Metadata-Version: 2.1
Name: isaacto-html-table-extractor
Version: 1.4.0.1
Summary: A python library for extracting data from html table
Home-page: https://github.com/isaacto/html-table-extractor
Author: Isaac To
Author-email: isaac.to@gmail.com
License: MIT
Keywords: html table beautifulsoup crawler scrape
Platform: UNKNOWN
Classifier: Development Status :: 3 - Alpha
Classifier: Intended Audience :: Developers
Classifier: License :: OSI Approved :: MIT License
Classifier: Programming Language :: Python :: 2
Classifier: Programming Language :: Python :: 2.7
Classifier: Programming Language :: Python :: 3
Classifier: Programming Language :: Python :: 3.5
Description-Content-Type: text/markdown
Requires-Dist: beautifulsoup4 (>=4.0.0)

# HTML Table Extractor
[![Build Status](https://travis-ci.org/yuanxu-li/html-table-extractor.svg?branch=master)](https://travis-ci.org/yuanxu-li/html-table-extractor)

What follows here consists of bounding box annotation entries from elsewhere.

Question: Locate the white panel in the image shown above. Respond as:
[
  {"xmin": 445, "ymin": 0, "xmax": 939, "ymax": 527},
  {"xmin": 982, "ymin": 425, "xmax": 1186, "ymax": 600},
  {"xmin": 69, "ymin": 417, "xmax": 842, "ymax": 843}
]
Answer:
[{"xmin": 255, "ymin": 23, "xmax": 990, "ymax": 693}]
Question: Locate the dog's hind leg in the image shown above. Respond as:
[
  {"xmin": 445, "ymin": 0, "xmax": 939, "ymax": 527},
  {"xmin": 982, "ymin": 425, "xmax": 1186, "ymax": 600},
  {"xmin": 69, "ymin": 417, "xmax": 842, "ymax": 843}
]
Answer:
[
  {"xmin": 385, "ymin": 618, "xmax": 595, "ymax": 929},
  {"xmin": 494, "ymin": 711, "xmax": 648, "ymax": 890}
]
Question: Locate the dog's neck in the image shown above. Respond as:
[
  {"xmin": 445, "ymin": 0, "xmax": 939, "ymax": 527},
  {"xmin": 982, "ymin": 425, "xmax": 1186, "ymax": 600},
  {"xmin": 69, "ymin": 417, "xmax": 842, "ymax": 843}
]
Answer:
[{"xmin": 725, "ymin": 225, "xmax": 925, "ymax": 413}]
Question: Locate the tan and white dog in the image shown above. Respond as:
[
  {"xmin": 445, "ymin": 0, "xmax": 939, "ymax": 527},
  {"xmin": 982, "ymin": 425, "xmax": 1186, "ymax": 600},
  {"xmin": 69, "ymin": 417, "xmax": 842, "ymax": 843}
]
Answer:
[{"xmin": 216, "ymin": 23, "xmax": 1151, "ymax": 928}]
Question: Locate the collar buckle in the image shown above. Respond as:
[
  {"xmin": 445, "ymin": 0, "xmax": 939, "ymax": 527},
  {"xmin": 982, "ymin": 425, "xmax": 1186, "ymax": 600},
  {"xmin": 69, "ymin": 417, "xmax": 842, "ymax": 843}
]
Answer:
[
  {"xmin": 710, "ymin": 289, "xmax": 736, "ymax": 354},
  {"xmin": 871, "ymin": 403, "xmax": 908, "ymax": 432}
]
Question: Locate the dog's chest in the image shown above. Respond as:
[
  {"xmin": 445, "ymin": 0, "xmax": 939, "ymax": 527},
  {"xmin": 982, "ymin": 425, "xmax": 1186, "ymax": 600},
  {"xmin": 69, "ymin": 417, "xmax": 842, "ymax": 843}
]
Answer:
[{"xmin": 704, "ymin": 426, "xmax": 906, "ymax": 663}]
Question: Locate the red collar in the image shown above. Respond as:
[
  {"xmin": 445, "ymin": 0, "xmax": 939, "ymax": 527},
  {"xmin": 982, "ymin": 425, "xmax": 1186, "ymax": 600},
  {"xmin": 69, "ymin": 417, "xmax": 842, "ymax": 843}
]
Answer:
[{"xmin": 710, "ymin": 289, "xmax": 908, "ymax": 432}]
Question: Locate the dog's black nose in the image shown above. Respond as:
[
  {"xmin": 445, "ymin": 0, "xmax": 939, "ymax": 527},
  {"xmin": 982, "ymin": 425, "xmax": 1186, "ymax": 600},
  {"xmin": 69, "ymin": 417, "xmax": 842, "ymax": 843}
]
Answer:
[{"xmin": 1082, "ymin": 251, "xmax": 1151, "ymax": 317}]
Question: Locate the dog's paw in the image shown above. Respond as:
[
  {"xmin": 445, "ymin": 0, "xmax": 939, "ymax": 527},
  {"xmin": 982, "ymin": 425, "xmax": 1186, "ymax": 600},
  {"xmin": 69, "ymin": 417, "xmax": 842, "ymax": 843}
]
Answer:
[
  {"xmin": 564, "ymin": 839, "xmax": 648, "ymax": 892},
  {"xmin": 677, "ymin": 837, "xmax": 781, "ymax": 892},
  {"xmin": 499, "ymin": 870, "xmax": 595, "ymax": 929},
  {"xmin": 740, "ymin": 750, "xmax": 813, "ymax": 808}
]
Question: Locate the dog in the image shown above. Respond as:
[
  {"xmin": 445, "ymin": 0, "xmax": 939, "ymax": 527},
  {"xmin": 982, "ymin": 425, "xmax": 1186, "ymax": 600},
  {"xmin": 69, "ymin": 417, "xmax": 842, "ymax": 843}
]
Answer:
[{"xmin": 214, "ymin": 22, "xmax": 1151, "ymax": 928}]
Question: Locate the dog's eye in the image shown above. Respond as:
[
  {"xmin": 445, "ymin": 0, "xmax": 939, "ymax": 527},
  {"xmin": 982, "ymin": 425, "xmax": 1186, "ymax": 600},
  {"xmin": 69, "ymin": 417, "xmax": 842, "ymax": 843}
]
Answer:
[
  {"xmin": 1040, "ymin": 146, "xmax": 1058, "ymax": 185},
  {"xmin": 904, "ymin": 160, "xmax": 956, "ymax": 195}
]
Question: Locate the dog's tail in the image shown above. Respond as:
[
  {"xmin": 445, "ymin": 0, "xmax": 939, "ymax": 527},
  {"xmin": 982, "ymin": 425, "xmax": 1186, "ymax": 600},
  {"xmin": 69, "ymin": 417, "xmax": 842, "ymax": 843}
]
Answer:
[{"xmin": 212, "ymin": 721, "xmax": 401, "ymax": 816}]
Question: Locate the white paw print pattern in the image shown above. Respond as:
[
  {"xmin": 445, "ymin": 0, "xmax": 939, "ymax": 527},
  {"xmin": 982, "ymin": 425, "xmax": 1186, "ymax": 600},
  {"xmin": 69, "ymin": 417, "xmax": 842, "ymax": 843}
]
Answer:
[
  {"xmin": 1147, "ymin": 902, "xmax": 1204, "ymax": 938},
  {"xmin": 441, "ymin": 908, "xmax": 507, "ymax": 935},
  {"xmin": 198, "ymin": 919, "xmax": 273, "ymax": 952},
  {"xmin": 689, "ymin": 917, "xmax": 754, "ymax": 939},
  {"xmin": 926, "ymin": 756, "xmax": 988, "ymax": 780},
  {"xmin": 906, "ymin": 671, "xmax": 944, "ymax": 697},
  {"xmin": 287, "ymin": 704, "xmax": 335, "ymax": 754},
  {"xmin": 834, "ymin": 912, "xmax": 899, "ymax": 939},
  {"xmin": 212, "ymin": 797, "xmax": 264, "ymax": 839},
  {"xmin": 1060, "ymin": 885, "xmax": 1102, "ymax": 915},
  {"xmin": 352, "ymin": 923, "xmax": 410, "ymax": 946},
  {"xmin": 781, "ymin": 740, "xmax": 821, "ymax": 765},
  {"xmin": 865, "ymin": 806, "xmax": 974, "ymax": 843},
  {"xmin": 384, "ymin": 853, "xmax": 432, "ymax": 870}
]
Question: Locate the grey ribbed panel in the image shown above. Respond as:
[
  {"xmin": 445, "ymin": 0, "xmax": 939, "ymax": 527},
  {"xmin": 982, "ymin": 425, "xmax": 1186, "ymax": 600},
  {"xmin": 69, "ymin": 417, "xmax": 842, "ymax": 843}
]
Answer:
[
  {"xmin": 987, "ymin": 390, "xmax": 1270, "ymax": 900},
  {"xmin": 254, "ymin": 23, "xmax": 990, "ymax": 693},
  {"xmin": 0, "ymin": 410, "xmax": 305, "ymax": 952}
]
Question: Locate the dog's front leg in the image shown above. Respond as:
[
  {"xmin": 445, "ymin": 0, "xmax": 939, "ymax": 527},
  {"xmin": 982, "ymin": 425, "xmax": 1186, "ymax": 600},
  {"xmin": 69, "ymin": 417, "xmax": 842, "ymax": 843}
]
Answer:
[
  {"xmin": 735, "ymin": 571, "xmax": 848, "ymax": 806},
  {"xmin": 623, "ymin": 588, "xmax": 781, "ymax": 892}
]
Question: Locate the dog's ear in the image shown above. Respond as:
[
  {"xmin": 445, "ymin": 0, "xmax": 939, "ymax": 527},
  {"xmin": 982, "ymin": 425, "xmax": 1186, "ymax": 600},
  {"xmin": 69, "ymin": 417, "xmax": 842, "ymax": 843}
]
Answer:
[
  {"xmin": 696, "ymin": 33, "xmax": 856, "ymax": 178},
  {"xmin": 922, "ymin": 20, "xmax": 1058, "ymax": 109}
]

Note: This is a re-release of html-table-extractor of yuanxu-li,
existing just because I've been waiting for too long for an actual
release to fix the incorrect dependency (pipenv would refuse to
install new version of BeautifulSoup using the original version
1.4.0).  I've kept changes to a minimum, just to add this notice, fix
setup.py to make it PyPI friendly, and change the PyPI package name.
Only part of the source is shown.